I was speaking at a conference in Bristol for the first part of last week, and I was reminded once again what a wonderful city Bristol is. As long-time readers may remember, I was an undergraduate in Bristol, and I retain a great affection for the place. If you combined the excitement and urban grittiness of Birmingham, and the physical beauty and quirkiness of Oxford, and you'd get something rather like Bristol. Add one of Britain's most spectacular bridges (Brunel's Clifton Suspension Bridge), and you've got a winning formula.
The weather was cold but gloriously sunny, and the buildings shone in a clear, bright light. Because of all the steep hills in the city, there's always a great view just around the corner, and the place looked stunning in the sun. I love the way that Bristol somehow integrates both the urban and the wild. The gorge splits the city spectacularly and makes it feel excitingly dangerous, and the river brings the tang of the sea to the streets.

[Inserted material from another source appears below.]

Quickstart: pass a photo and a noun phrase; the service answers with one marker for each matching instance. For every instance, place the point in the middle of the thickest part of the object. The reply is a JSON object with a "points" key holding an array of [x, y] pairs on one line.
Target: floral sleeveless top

One moment I experienced seemed to encapsulate the 'urban wildness' feel for me. I was travelling on the bus to the railway station to come home, and saw a bright flock of muscular herring gulls wheeling close to the street. One had a slice of pizza, and the others were pursuing it. The pizza holder dropped its slice under the onslaught, and the flock wheeled and swooped against the sharp blue sky to catch it as it fell. Meanwhile, a young couple walking along the pavement had to stop to let the swirl of feathers pass, looking up and laughing like kids watching the snow fall.